Chi deve sottoporsi all’intervento di litotrissia extracorporea deve prima sottoporsi a una visita medica tesa a valutare le condizioni cardiovascolari e le capacità coagulative. I soggetti che assumono farmaci antiaggreganti (per esempio l’acido acetilsalicilico e il warfarin) devono sospenderne l’assunzione secondo le indicazioni dello specialista. Di norma, allo scopo di agevolare il processo di espulsione dei frammenti dei calcoli frantumanti, il paziente viene sottoposto a terapia idropinica (trattamento consistente nella somministrazione di notevoli quantità di acque debolmente mineralizzate).
Il post-intervento è spesso gravato da episodi di ematuria e lieve dolenzia renale; questi episodi sono piuttosto comune e la loro importanza è trascurabile. Diverso è il caso di comparsa di una sintomatologia più grave (febbre e forti brividi); se ciò dovesse verificarsi è necessario contattare al più presto i medici che hanno effettuato il trattamento.
Il ricorso alla litotrissia intracorporea è invece riservato a tutti quei casi in cui non sia possibile ricorrere alla litotrissia con litotritore esterno. A differenza di quanto accade nel caso di litotrissia extracorporea, l’intervento in endoscopia richiede l’anestesia generale e conseguentemente un ricovero ospedaliero della durata di alcuni giorni. Più severe possono essere le complicanze (emorragia renale o rottura dell’uretere nel caso si esegua l’intervento di ureterolitotrissia).
Onde d’urto in ambito ortopedico
Per quanto il campo privilegiato d’azione della litotrissia sia quello della calcolosi delle vie urinarie, da diversi anni, i litotritori sono utilizzati anche in ambito ortopedico allo scopo di trattare alcune patologie muscolo-scheletriche, in particolar modo nel caso di periartrite della spalla, epicondilite (il cosiddetto gomito del tennista), epicotrocleite (gomito del golfista), pubalgia, tendinite del gran trocantere, tendinite rotulea, tendinite achillea e fascite plantare (che sia presente o no lo sperone calcaneale).
Patologie ortopediche: le onde d’urto funzionano?

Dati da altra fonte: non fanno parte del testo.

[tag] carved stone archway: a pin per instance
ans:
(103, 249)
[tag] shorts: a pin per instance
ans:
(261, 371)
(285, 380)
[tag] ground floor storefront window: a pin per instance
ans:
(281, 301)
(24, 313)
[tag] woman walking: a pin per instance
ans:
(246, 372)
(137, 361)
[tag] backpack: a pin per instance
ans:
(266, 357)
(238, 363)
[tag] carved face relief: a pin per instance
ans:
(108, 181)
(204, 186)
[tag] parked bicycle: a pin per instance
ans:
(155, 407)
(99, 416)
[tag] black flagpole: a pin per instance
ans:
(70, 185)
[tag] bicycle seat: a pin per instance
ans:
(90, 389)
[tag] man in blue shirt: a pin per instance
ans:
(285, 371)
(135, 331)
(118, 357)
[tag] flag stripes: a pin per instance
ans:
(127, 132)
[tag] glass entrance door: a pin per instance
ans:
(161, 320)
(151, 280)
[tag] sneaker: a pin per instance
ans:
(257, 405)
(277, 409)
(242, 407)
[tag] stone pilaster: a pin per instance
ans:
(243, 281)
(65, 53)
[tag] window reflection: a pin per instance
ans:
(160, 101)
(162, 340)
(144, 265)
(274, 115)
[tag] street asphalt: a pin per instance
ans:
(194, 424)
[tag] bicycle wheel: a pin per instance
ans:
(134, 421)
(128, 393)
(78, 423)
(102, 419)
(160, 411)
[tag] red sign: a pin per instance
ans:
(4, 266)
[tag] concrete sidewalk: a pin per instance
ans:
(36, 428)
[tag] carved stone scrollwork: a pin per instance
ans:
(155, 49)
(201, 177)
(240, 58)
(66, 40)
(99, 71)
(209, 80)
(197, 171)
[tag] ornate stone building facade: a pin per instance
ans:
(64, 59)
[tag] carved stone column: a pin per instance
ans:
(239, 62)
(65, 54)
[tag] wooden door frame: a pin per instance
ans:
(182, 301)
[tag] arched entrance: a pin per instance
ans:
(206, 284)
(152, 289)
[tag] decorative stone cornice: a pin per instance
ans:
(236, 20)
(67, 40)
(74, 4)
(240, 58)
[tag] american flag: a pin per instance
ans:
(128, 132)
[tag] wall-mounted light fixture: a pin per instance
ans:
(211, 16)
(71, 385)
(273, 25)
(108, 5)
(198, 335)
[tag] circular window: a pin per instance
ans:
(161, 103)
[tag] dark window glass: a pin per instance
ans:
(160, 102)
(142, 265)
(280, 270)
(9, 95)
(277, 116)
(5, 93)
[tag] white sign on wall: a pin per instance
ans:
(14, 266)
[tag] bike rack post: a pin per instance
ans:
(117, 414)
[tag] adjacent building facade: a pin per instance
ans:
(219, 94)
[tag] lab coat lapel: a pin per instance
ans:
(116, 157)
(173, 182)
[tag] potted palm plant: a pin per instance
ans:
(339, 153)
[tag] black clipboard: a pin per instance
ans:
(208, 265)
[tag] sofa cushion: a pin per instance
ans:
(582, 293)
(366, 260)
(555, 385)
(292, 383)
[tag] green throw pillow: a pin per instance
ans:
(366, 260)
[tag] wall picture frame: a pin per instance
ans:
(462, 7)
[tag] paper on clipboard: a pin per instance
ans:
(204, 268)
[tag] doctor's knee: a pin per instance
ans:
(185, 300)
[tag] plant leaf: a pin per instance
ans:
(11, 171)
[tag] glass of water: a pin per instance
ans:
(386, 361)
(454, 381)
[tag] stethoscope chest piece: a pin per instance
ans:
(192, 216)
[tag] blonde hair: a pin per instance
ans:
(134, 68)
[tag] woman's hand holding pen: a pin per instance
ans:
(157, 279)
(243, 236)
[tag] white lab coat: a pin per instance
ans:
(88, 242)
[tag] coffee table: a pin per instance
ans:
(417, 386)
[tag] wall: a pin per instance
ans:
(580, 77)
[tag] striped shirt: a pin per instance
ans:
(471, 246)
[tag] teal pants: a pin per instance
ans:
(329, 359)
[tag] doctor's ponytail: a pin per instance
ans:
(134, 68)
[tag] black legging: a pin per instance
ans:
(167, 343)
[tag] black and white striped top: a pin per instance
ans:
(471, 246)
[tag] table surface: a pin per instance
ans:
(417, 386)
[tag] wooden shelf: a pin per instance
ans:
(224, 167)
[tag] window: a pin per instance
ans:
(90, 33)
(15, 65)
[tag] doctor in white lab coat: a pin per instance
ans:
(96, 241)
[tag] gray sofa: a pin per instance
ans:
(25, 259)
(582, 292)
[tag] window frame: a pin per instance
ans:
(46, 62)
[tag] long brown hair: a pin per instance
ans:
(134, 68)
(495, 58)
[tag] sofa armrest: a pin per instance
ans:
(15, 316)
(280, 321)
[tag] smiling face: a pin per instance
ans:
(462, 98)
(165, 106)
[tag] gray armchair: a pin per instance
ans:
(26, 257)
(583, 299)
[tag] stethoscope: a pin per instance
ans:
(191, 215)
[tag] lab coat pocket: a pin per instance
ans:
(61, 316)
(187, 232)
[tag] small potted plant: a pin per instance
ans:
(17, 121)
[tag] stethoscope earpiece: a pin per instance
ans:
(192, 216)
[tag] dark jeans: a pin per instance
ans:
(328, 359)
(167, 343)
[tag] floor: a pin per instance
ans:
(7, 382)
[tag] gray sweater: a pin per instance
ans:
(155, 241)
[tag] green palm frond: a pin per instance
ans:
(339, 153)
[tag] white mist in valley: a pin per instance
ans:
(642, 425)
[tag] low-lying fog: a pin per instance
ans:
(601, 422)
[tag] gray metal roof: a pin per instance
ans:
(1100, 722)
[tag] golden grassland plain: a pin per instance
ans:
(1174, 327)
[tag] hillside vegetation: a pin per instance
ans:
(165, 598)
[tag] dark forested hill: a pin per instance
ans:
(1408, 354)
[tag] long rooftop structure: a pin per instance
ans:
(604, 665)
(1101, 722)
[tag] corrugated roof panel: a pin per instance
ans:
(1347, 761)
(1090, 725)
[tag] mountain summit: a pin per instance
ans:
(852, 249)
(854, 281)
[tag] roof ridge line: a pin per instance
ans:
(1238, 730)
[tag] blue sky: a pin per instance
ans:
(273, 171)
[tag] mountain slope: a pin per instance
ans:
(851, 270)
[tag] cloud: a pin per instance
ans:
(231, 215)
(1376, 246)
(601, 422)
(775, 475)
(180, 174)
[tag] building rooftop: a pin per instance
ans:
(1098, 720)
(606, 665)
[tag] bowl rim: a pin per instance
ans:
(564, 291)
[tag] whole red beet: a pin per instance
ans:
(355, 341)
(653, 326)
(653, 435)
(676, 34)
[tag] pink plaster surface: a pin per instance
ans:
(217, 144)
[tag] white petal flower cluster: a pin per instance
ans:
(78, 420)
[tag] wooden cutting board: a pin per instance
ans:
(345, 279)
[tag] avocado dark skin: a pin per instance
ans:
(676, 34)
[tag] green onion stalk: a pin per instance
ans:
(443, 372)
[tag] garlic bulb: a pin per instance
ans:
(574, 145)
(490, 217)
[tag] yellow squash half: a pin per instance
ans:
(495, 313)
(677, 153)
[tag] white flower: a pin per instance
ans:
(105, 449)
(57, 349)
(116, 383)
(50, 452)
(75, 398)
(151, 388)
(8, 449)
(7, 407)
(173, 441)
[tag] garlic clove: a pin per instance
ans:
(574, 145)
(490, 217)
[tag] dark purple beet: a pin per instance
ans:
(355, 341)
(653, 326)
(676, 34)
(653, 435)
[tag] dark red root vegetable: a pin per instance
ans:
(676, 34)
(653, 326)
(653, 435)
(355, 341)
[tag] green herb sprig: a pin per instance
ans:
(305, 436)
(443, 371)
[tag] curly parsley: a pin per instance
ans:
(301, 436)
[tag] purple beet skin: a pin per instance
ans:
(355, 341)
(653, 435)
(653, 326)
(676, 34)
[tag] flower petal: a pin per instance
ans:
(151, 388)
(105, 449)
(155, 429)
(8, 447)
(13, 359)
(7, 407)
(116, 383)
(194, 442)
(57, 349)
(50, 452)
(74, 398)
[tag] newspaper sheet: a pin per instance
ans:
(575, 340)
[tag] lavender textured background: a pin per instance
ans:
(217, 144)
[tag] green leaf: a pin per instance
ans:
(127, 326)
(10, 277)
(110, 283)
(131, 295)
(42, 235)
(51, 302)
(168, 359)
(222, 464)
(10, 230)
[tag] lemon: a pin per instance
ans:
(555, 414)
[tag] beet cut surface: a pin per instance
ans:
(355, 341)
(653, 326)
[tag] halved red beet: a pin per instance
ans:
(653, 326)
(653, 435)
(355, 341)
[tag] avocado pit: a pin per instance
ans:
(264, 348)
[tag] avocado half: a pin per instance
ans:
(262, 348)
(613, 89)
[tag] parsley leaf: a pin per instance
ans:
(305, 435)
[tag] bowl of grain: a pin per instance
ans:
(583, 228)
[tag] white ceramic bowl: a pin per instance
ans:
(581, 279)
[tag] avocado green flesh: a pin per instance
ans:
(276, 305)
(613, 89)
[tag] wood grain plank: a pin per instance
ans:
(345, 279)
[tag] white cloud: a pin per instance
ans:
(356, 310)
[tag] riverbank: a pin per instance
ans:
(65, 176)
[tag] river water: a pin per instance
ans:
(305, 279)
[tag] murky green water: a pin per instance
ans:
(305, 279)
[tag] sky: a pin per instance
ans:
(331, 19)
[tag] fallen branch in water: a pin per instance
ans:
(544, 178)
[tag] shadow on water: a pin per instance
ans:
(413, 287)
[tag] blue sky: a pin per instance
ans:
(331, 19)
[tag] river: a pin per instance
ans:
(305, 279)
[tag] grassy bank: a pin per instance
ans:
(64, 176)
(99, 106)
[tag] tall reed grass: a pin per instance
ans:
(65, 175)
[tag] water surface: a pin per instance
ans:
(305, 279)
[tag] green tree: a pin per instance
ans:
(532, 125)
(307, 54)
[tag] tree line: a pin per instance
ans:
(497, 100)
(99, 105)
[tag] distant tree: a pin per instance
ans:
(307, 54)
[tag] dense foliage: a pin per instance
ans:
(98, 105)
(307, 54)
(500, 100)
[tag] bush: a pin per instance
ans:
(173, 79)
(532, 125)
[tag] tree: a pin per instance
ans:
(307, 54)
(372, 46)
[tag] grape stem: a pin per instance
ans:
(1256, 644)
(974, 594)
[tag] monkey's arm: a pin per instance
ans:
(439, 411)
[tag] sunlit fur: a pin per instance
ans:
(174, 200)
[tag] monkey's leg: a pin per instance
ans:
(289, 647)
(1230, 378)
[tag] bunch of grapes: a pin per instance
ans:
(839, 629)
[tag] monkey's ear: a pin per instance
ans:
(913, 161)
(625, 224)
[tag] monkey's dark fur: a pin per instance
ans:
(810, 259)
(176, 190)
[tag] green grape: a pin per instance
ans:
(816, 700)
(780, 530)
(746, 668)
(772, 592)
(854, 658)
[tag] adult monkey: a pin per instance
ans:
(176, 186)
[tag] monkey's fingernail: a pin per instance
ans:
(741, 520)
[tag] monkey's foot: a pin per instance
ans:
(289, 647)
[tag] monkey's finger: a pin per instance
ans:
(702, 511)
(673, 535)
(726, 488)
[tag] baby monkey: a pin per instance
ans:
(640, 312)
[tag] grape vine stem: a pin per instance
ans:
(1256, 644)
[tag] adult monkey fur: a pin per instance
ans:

Se per le applicazioni classiche (frantumazione dei calcoli) l’efficacia delle onde d’urto è indiscussa e indiscutibile, in campo ortopedico, dopo una fase di entusiasmo iniziale in cui il litotritore era praticamente consigliato per tutte le patologie ortopediche, attualmente si preferisce usarlo solo per l’azione meccanica, quindi in tutti quei casi in cui sono presenti calcificazioni.
Per l’applicazione su tessuti molli il traumatismo meccanico e il fatto che il trattamento non è indolore fanno preferire altre soluzioni.
Per ogni trattamento si applicano 1.500-2.000 colpi con una frequenza di 120-240 colpi al minuto per una durata che è quindi di dieci minuti circa. Il trattamento, come detto, può essere doloroso e può essere indicata un’analgesia locale oppure, nel caso di pseudoartrosi, anche una sedazione più generale.
Si ricorda che l’utilizzo del litotritore è controindicato in pazienti con disturbi della coagulazione, tenosinoviti infette, osteomieliti, portatori di pacemaker, polineuropatie demielinizzanti. Non devono sottoporsi a litotrissia nemmeno coloro che soffrono di crisi epilettiche.